Bruno o Campanella, la ideología cíclica sobrevive junto a la nueva concepción
del progreso lineal que profesan, por ejemplo, un Francis Bacon o un Pascal. A
partir del siglo XVII el “linealismo” y la concepción progresista de la
historia se afirman cada vez más instaurando la fe en un progreso infinito, fue
proclamada ya por Leibniz, dominante en el siglo de las “luces” y vulgarizada
en el siglo XIX gracias al triunfo de las ideas evolucionistas. Fue menester
esperar a nuestro siglo para que se esbozaran de nuevo ciertas reacciones
contra el “linealismo” histórico y volviera a despertarse cierto interés por la
teoría de los ciclos; así asistimos, en economía política, a la rehabilitación
de las nociones de ciclo, de fluctuación, de oscilación periódical en
filosofía, Nietzsche pone de nuevo en la orden del día el mito del eterno
retorno; en la filosofía de la historia, un Spengler, un Toynbee se dedican al
problema de la periodicidad, etc. (3)
Respecto a esa rehabilitación de las concepciones cíclicas, Sorokin
observa justamente que las teorías actuales sobre la muerte del universo no
excluyen la hipótesis de la creación de un nuevo universo, o sea algo parecido
a la teoría del “Año Magno” de las especulaciones grecoorientales y al ciclo yuga del pensamiento hindú. En realidad
podría decirse que sólo en las teorías cíclicas modernas se da todo su alcance
al sentido del mito arcaico de la eterna repetición.

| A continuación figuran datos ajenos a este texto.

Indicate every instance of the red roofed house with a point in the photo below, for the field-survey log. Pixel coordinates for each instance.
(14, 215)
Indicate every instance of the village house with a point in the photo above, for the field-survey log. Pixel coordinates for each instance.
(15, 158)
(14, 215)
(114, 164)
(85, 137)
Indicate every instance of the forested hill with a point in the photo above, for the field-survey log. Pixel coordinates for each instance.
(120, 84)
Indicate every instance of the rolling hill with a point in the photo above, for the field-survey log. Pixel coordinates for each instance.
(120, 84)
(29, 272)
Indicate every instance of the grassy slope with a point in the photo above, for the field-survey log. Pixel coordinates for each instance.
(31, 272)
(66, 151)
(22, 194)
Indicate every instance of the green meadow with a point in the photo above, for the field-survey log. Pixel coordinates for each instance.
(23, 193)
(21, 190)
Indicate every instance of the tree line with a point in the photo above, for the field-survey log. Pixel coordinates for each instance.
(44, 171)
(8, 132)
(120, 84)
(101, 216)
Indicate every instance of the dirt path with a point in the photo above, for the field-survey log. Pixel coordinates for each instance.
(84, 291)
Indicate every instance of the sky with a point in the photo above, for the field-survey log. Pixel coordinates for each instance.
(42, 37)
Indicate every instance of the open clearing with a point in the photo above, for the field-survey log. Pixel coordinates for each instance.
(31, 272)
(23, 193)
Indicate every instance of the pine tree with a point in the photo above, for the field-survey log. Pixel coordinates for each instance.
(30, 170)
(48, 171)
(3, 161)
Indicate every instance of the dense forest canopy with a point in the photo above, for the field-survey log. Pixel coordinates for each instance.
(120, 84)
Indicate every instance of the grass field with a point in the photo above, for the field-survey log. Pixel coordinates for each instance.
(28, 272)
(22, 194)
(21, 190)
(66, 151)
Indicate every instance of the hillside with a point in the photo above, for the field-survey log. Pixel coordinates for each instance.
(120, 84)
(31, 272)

Las teorías cíclicas medievales
se conformaban con justificar la periodicidad de los acontecimientos
integrándolos en los ritmos cósmicos y en las fatalidades astrales. Sin
embargo, implícitamente se afirmaba también la repetición cíclica de los acontecimientos históricos, incluso
cuando esa repetición no era eterna. Aun más: como los acontecimientos
históricos dependían de ciclos y de situaciones astrales, se tornaban inteligibles y aun previsibles, puesto que encontraban un modelo trascendente; las guerras, el hambre, las miserias
provocadas por la historia contemporánea sólo eran a lo sumo imitación de un
arquetipo, fijado por los astros y por las normas celestes, de las cuales no
siempre estaba ausente la voluntad divina. Del mismo modo que a fines de la
antigüedad, esas mismas expresiones del mito de la eterna repetición eran sobre
todo apreciadas por las élites intelectuales
y consolaban particularmente a quienes soportaban la presión de la historia.
Las masas campesinas, tanto en la antigüedad como en los tiempos modernos, se
interesaban menos por las fórmulas cíclicas y astrales; en efecto, encontraban
apoyo y consuelo en la concepción de los arquetipos y de la repetición,
concepción que ellos “vivían” menos en el plano del cosmos y de los astros que
en el plano mítico-histórico (transformando, por ejemplo, los personajes
históricos en héroes ejemplares, los acontecimientos históricos en categorías
míticas, etc., de acuerdo con la dialéctica que hemos señalado más arriba).
Notas
1) I. P. Duhem, Le Système du Monde, París, 1913 y sig.;
L. Thorndike, History of Magic and
Experimental Sciences, Nueva York, 1929; P. Sorokin, Social and Cultural Dymanics, vol. II (Nueva York, 1937).
2) Fue una verdadera tragedia para el mundo occidental
que las especulaciones profético-escatológicas de Joaquín de Flore, aun cuando
inspiraron y fecundaron el pensamiento de un San Francisco de Asís, de un
Dante, de un Savonarola, cayeran tan pronto en el vacío, sobreviviendo el
nombre del monje calabrés tan sólo para cubrir una multitud de escritos
apócrifos. La inminencia de la libertad espiritual no sólo con relación a los
dogmas, sino también respecto de la sociedad (libertad que Joaquín concebía
como una necesidad a la vez de la
dialéctica divina y de la dialéctivaca histórica), fue profesada de nuevo
posteriormente por las ideologías de la Reforma y del Renacimiento, pero en
términos muy distintos y siguiendo otras perspectivas espirituales.
3) Cf. A. Rey, Le
retour éternel et la philosophie de la Physique (París, 1927) ;
Sorokin, Contemporary Sociological
Theories (New York, 1928), págs. 728-741; Toynbee, A Study of History, vol. III (Oxford, 1934); Elsworth Huntington, Mainsprings of Civilization (New York,
1945), especialmente págs. 453 y sig; Jean-Claude Antoine, L’Éternel Retour de l’Histoire deviendra-t-il objetsciencie? (« Critique »,
num. 27, agosto 1948, págs. 273 y sig.).